Take testosterone, for example. It’s a hormone that men tend to have a lot of, while women have little. In fact, men usually have about six times more testosterone than women. When a male baby is in the womb, he gets a “testosterone bath” at about the eight-week mark. That’s when the male characteristics begin to form, both physically and mentally.
When boys reach about the age of six, that testosterone causes them to sort out a pecking order with friends. Listen to their conversations, and they’re pulling themselves up and putting others down. They typically develop characteristics of aggressiveness and competition. High testosterone serves a person well if they’re doing one-on-one sports and competition, where lower testosterone enables them to participate effectively in team situations.
My daughter, Sara, has always been amazed at how different her five-year-old son, Marco, is than his two older sisters. “He’s all boy,” she says, “and he’s been that way since day one. The girls just played differently. He’s rougher, more physical and competitive, louder, and he wants to win. He’s just simply interested in different things than the girls were.”
That isn’t environmental; he’s been that way since birth. That testosterone seems to be doing its job.
This brain chemistry changes as males get older. Men tend to be more competitive when they’re young and more cooperative as they mature. As men move through life, their priorities often shift toward relationships and community.

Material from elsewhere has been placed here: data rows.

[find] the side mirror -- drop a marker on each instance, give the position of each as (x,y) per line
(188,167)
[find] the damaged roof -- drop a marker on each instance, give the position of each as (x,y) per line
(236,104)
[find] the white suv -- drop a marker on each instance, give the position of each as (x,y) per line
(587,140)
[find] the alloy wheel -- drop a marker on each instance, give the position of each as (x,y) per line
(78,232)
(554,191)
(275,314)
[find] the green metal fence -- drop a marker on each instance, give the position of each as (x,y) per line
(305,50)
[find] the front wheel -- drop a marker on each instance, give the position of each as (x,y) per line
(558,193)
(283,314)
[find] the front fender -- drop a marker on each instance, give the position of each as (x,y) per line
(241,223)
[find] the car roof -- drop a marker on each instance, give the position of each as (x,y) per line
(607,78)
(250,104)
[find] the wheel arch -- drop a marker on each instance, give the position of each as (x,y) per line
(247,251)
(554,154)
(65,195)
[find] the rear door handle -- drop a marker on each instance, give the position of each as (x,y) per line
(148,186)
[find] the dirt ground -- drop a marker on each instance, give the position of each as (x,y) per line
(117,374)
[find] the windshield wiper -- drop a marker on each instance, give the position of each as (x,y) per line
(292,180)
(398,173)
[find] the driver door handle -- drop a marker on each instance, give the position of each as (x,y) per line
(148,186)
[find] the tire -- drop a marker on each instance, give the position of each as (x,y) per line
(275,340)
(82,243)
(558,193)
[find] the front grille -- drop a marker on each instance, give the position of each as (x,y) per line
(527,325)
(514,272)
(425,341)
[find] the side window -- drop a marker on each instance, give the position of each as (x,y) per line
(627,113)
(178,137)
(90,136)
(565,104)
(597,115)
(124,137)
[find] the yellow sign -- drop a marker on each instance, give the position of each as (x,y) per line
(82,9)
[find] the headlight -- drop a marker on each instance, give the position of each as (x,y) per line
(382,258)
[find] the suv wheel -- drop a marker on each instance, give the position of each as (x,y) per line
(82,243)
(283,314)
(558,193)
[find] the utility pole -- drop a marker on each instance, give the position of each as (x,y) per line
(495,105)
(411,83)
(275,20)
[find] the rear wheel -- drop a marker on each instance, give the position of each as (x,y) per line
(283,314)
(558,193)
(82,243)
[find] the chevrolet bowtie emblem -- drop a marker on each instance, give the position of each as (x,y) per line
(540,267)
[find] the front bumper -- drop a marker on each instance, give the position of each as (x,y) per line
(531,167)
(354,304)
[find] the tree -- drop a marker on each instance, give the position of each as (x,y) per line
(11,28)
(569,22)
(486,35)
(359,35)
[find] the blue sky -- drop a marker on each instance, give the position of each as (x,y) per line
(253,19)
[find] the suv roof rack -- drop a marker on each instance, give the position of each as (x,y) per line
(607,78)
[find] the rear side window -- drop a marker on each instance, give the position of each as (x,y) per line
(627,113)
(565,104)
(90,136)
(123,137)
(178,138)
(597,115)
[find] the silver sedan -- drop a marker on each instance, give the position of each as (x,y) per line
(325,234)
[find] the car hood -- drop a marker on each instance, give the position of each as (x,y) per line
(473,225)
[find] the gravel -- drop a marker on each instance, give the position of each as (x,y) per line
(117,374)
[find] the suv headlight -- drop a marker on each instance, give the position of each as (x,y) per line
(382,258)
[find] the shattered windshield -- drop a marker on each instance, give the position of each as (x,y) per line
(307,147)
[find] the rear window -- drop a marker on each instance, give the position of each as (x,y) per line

I’ve noticed that as I’ve gotten older, my interests have changed. Years ago, I was trying to prove myself and build a career. I had friends, but they weren’t the highest priorities on my mental list. But now I’m finding that my friends are becoming more important to me than before. I still want to be successful and strive to make a difference. But I don’t need to be rich and famous; I’m more interested in having some real relationships with people who matter to me, especially my wife and kids and grandkids.
I’ve also known men who were tough as nails when they were younger, but have softened with compassion as they matured. They’re still men; they just have different priorities and ways of expressing their maleness.
Capitalizing on the Differences
If a woman tries to change the things in her man that drive her crazy, she’s probably setting herself up for frustration. As Robert Heinlein said, “Never try to teach a pig to sing; it wastes your time and it annoys the pig.”
There are some things about men that come from their maleness, and some things that come from their choices. The key to your sanity is to understand and discern the difference between the two.
It’s a three-step process:
1. Determine what, exactly, he is doing that frustrates you.
2. Ask yourself if it is something that is just part of his being a man (such as the way he processes information). If so, don’t try to change it. Learn to accept the reality of it, and decide how to capitalize on it.
3. If not, is it something that he has simply developed as a pattern, habit, or behavior (such as the way he withdraws from conflict)? Then it’s negotiable. It won’t change by pointing it out as a problem. Change comes through influence and trust. When a man feels that he’s in a safe relationship that has meaning to him, he’ll be more inclined to work on the behaviors that are so challenging to you.
The inner workings of a man’s brain are real. In fact, those realities are the exact things that can create the greatest connections in your relationship. His interest in sports and action films doesn’t mean he’s not interested in you or in romance. In fact, romance is usually a key factor in most action films.
Yesterday was Easter Sunday. The pastor began his sermon by saying, “Today we’re going to talk about love stories. Turn to the person next to you and tell them what your favorite love story movie is.”
I know that, as a guy, I’m supposed to like action films and riveting dramas. I was trying to think of a movie that combined those with a love story, and figured it would have to be something like Braveheart or Casablanca or something with a rugged man becoming the hero to his woman. But I had to be honest, because my wife already knew the answer: I’ve always been a sucker for Sleepless in Seattle. Maybe not the whole movie, but the beginning (where Tom Hanks describes his love for his late wife and relates tenderly to his son) and the end (where he meets Meg Ryan on top of the Empire State Building).
Fortunately, the pastor said, “Men, if you said Titanic, you still get to keep your ‘man card.’”
Yesterday was also my son’s birthday, so we ended the day by seeing Fast and Furious 7. That’s about as manly as they get. And guess what? The focal point of that movie was a man wanting to be the hero for his woman.
It’s interesting that while men are drawn to action and adventure films, they love the ones that have a rough, macho man who becomes tender with the love of his life. It’s a common theme in movies, and it’s a common theme for most men: we want to be your hero.
That’s hardwired. It’s tucked away in a man’s brain.
That’s the place to start in understanding men—knowing what happens in their brain and why it happens.